Microsoft’s June 2026 Patch Tuesday delivers the permanent code fix that Exchange Server administrators have awaited since May: a patch for CVE-2026-42897, a critical cross-site scripting vulnerability in Outlook Web Access that has been actively exploited in the wild while organizations depended on Microsoft’s automated emergency mitigation service to suppress attacks without resolving the underlying code defect.
CVE-2026-42897: The Exploited Exchange OWA Flaw That Needed an Emergency Workaround
The vulnerability affects Exchange Server 2016, 2019, and Subscription Edition. It resides in the Outlook Web Access component — the browser-based interface employees use to access corporate email remotely — where a spoofing and cross-site scripting flaw allows attackers to inject malicious scripts that execute within the security context of authenticated users’ browser sessions. Because OWA sessions carry full Exchange authentication context, a successful injection can enable session hijacking, credential theft, and lateral movement through an organization’s email infrastructure without the attacker ever directly stealing credentials.
Microsoft disclosed CVE-2026-42897 in mid-May 2026 and confirmed exploitation in the wild at that time. A code-level patch was not ready, so the only available protection was the Exchange Emergency Mitigation Service (EEMS) — a Microsoft mechanism that pushes server-side configuration mitigations automatically, without requiring administrator action, but without modifying the vulnerable code. The June 9 patch replaces that temporary suppression with a permanent fix for all affected Exchange Server versions.
How XSS in Outlook Web Access Enables Lateral Movement Without Credential Theft
When a malicious script executes within an authenticated OWA session, it operates with the privileges of that session — accessing session tokens, email content, and all resources the user’s Exchange context can reach. For organizations using on-premises Exchange as the hub for Active Directory authentication, a compromised OWA session belonging to an IT administrator provides a foothold that extends well beyond the inbox. The attack does not require the user to enter credentials on a fake page; the script runs silently within the legitimate OWA interface, invisible to the victim.

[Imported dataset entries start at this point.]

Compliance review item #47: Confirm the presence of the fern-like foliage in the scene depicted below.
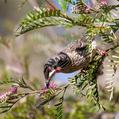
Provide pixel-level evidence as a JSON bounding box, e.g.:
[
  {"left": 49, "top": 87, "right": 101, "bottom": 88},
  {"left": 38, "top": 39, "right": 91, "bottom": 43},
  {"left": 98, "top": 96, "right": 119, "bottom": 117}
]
[
  {"left": 70, "top": 55, "right": 104, "bottom": 108},
  {"left": 17, "top": 8, "right": 74, "bottom": 35}
]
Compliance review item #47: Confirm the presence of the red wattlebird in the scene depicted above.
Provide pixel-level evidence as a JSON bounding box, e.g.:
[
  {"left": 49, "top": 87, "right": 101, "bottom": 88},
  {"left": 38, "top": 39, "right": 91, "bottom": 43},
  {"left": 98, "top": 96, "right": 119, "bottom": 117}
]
[{"left": 44, "top": 40, "right": 95, "bottom": 88}]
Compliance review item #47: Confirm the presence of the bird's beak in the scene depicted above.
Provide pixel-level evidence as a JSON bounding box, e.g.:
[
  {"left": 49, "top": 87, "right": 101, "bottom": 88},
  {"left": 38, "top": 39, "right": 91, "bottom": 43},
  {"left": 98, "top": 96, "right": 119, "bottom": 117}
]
[{"left": 46, "top": 69, "right": 56, "bottom": 88}]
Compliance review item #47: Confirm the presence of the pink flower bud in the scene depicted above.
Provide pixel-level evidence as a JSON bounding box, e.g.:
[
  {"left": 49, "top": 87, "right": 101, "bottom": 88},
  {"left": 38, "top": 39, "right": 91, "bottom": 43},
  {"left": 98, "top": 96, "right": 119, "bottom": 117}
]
[{"left": 100, "top": 0, "right": 107, "bottom": 5}]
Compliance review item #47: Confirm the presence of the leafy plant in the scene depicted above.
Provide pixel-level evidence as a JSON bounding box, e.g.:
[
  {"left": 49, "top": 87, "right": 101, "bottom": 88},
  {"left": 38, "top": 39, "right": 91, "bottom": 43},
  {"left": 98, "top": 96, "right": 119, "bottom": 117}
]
[{"left": 0, "top": 0, "right": 119, "bottom": 119}]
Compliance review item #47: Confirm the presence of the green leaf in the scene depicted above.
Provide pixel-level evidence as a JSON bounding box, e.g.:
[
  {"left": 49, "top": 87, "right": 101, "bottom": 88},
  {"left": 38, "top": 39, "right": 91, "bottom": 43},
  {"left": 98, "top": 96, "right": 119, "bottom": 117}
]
[{"left": 17, "top": 9, "right": 73, "bottom": 35}]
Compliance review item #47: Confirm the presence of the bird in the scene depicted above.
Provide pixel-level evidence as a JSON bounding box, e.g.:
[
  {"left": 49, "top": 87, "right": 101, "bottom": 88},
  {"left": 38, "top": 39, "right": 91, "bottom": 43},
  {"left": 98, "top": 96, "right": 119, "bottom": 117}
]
[{"left": 44, "top": 39, "right": 96, "bottom": 88}]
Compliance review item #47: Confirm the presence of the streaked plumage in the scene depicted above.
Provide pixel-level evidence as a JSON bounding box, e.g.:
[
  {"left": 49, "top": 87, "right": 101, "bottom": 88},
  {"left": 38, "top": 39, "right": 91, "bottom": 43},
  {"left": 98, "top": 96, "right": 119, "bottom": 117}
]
[{"left": 44, "top": 40, "right": 96, "bottom": 87}]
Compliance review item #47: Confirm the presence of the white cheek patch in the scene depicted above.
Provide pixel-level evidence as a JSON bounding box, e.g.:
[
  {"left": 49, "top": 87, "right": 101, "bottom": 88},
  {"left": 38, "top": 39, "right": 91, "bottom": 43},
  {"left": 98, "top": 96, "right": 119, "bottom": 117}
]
[{"left": 49, "top": 70, "right": 56, "bottom": 78}]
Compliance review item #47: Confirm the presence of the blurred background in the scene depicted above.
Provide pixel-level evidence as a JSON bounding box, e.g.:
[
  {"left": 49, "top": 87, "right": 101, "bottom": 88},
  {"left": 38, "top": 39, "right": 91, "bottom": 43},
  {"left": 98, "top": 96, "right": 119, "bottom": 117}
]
[{"left": 0, "top": 0, "right": 119, "bottom": 119}]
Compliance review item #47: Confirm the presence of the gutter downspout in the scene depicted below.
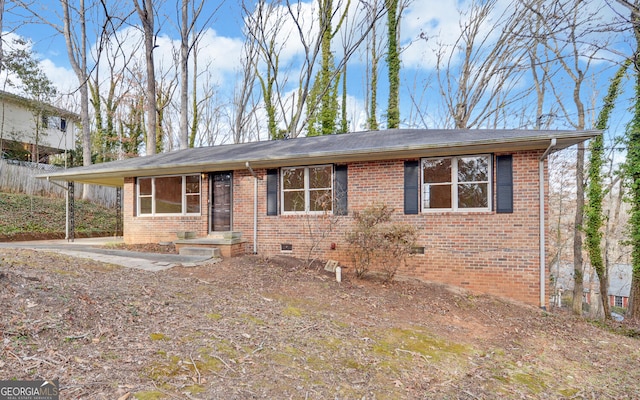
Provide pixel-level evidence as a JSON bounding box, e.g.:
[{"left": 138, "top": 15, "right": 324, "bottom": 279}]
[
  {"left": 47, "top": 178, "right": 69, "bottom": 240},
  {"left": 244, "top": 161, "right": 260, "bottom": 254},
  {"left": 538, "top": 138, "right": 557, "bottom": 310}
]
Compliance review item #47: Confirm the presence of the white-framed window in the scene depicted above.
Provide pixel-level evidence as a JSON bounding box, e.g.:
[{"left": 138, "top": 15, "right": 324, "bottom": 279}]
[
  {"left": 280, "top": 165, "right": 333, "bottom": 214},
  {"left": 421, "top": 154, "right": 491, "bottom": 211},
  {"left": 136, "top": 175, "right": 201, "bottom": 215}
]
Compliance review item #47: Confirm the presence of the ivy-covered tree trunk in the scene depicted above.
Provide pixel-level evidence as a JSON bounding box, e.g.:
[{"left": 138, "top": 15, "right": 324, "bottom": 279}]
[
  {"left": 386, "top": 0, "right": 400, "bottom": 129},
  {"left": 585, "top": 62, "right": 629, "bottom": 319},
  {"left": 307, "top": 0, "right": 346, "bottom": 136}
]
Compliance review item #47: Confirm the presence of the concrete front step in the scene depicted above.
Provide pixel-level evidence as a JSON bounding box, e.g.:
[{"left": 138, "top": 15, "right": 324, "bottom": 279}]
[{"left": 178, "top": 247, "right": 222, "bottom": 258}]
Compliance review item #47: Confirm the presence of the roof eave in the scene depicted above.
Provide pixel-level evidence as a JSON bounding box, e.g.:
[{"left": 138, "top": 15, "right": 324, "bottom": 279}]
[{"left": 43, "top": 131, "right": 599, "bottom": 187}]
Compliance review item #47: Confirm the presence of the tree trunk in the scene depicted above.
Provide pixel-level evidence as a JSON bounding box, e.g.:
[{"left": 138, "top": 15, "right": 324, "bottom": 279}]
[
  {"left": 179, "top": 0, "right": 189, "bottom": 149},
  {"left": 386, "top": 0, "right": 400, "bottom": 129},
  {"left": 61, "top": 0, "right": 91, "bottom": 199},
  {"left": 133, "top": 0, "right": 158, "bottom": 156}
]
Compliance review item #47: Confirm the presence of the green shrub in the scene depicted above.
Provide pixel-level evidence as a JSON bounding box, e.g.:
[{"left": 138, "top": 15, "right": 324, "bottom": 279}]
[{"left": 346, "top": 204, "right": 417, "bottom": 281}]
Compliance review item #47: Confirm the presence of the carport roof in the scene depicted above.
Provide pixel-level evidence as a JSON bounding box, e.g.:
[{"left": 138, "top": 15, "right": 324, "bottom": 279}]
[{"left": 40, "top": 129, "right": 601, "bottom": 186}]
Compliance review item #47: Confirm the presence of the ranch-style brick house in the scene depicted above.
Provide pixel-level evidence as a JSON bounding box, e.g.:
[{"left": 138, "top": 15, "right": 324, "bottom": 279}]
[{"left": 45, "top": 129, "right": 601, "bottom": 307}]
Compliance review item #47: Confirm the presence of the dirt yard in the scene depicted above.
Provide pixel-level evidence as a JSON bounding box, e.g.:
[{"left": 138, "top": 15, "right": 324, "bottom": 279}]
[{"left": 0, "top": 250, "right": 640, "bottom": 400}]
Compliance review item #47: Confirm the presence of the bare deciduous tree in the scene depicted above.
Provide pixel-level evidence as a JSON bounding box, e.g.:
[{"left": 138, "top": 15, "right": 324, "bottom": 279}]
[
  {"left": 133, "top": 0, "right": 158, "bottom": 155},
  {"left": 436, "top": 0, "right": 528, "bottom": 128}
]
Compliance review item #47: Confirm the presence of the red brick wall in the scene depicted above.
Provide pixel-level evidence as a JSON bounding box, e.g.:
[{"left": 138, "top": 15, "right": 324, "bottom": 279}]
[{"left": 124, "top": 151, "right": 548, "bottom": 306}]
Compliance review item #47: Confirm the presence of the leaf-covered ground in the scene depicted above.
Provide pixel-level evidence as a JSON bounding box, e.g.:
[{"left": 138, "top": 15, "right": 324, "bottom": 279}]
[
  {"left": 0, "top": 192, "right": 117, "bottom": 241},
  {"left": 0, "top": 249, "right": 640, "bottom": 399}
]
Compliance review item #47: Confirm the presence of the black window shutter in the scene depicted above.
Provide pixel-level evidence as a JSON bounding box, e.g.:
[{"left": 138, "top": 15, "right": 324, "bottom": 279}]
[
  {"left": 496, "top": 155, "right": 513, "bottom": 213},
  {"left": 267, "top": 169, "right": 278, "bottom": 215},
  {"left": 333, "top": 165, "right": 349, "bottom": 215},
  {"left": 404, "top": 161, "right": 420, "bottom": 214}
]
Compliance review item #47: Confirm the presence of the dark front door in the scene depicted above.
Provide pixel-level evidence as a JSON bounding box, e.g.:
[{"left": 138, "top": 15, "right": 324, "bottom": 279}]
[{"left": 211, "top": 172, "right": 231, "bottom": 232}]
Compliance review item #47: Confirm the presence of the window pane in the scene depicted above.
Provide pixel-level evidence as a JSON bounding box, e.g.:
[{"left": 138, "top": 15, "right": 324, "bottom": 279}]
[
  {"left": 283, "top": 190, "right": 304, "bottom": 211},
  {"left": 458, "top": 183, "right": 489, "bottom": 208},
  {"left": 185, "top": 175, "right": 200, "bottom": 193},
  {"left": 140, "top": 197, "right": 151, "bottom": 214},
  {"left": 309, "top": 190, "right": 332, "bottom": 212},
  {"left": 155, "top": 176, "right": 182, "bottom": 214},
  {"left": 282, "top": 168, "right": 304, "bottom": 190},
  {"left": 458, "top": 157, "right": 489, "bottom": 182},
  {"left": 187, "top": 195, "right": 200, "bottom": 214},
  {"left": 424, "top": 185, "right": 451, "bottom": 208},
  {"left": 138, "top": 178, "right": 151, "bottom": 196},
  {"left": 422, "top": 158, "right": 451, "bottom": 183},
  {"left": 309, "top": 166, "right": 331, "bottom": 189}
]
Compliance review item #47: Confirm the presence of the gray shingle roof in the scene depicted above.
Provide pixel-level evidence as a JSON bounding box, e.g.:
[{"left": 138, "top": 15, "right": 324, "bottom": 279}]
[{"left": 42, "top": 129, "right": 601, "bottom": 186}]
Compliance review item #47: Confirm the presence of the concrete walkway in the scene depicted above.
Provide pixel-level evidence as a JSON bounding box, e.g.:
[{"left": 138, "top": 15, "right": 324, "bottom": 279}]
[{"left": 0, "top": 237, "right": 211, "bottom": 272}]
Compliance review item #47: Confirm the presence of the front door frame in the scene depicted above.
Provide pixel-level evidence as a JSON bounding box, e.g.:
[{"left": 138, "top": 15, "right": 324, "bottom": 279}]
[{"left": 209, "top": 171, "right": 233, "bottom": 233}]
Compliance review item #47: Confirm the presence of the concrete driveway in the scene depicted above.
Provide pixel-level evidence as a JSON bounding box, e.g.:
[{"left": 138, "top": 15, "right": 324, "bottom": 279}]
[{"left": 0, "top": 237, "right": 211, "bottom": 272}]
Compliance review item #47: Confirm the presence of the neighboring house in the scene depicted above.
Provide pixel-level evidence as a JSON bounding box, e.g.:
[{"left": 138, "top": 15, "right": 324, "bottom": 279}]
[
  {"left": 45, "top": 130, "right": 600, "bottom": 307},
  {"left": 552, "top": 263, "right": 632, "bottom": 308},
  {"left": 607, "top": 264, "right": 632, "bottom": 308},
  {"left": 0, "top": 91, "right": 80, "bottom": 162}
]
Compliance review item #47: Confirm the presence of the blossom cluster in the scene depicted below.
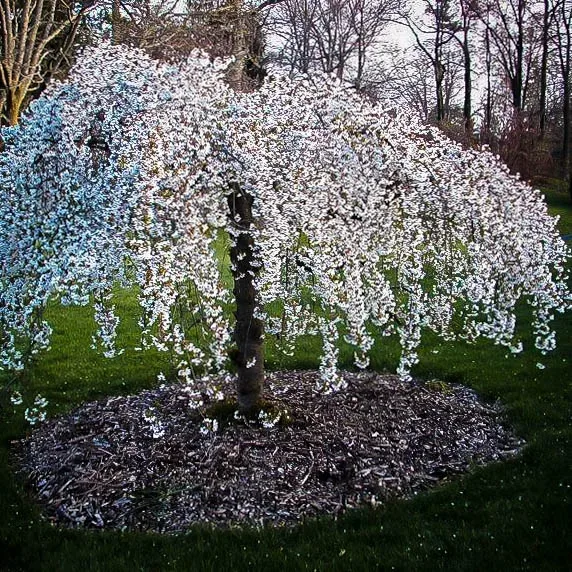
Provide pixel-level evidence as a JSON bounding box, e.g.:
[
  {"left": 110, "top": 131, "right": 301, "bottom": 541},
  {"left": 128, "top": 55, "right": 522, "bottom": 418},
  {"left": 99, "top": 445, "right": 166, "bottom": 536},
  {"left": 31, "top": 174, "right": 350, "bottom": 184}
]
[{"left": 0, "top": 46, "right": 571, "bottom": 398}]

EEMS Provided Temporary Coverage; June 9 Patch Delivers Permanent Resolution
The Exchange Emergency Mitigation Service delivered configuration-level protection to Exchange Server deployments automatically from mid-May. Organizations that have not manually applied the June 9 cumulative update — and that do not have EEMS active — remain vulnerable. Administrators should verify that the cumulative update has been applied and confirm that EEMS auto-mitigation had not been administratively disabled on individual servers, since EEMS can be turned off for compatibility reasons without organization-wide visibility.
June 26 Secure Boot Certificate Expiration: 17 Days to Complete the Transition
The June 9 Patch Tuesday carries urgency beyond the Exchange vulnerability. This is the last scheduled Patch Tuesday before the June 26, 2026 expiration of the original 2011 Secure Boot certificates. Microsoft has been distributing replacement certificates through Windows Update, but organizations that have not completed the Secure Boot “dbx” — the forbidden signatures database update that revokes the old certificates — face a hard deadline: after June 26, systems that have not completed the certificate transition will enter a permanently degraded Secure Boot state with no automated recovery path available.
Affected environments include Windows 11, Windows Server 2025, 2022, 2019, and 2016, and any UEFI-enabled infrastructure. Security and IT teams should treat today’s patch as the trigger to audit Secure Boot certificate deployment across all managed systems and confirm the dbx update is in place with 17 days remaining.
SharePoint RCE, Privilege Escalation, and Cloud-Fixed Critical Vulnerabilities in June’s Batch
The June release addresses between 60 and 90 CVEs across Windows, Office, Exchange Server, SharePoint, .NET, and Azure services.
CVE-2026-45659 SharePoint RCE and Cloud-Side Fixes for M365 Copilot and Exchange Online
CVE-2026-45659 is a remote code execution flaw in Windows SharePoint Server that allows authenticated attackers to execute arbitrary code on SharePoint infrastructure. CVE-2026-33841 (Windows kernel elevation of privilege) and CVE-2026-35433 (.NET elevation of privilege) round out the on-premises vulnerabilities requiring customer-side patches.
Two critical vulnerabilities were patched server-side before public disclosure and require no customer action: CVE-2026-45497, a command injection flaw in Microsoft 365 Copilot rated CVSS 7.7 that could break out of the Copilot service boundary into the broader M365 environment, and CVE-2026-48579, an Exchange Online information disclosure flaw rated CVSS 9.1 Critical. Microsoft patched both in its cloud fabric before the announcements.
The June batch follows a May Patch Tuesday that addressed 138 CVEs, 31 rated critical. Microsoft’s AI-powered autonomous vulnerability scanner MDASH, which achieved a 96.55% score on the CyberGym security benchmark, identified 16 of the vulnerabilities fixed in the May release — a figure that positions Microsoft’s internal autonomous tooling as an increasingly significant driver of patch volume compared to external researcher reports.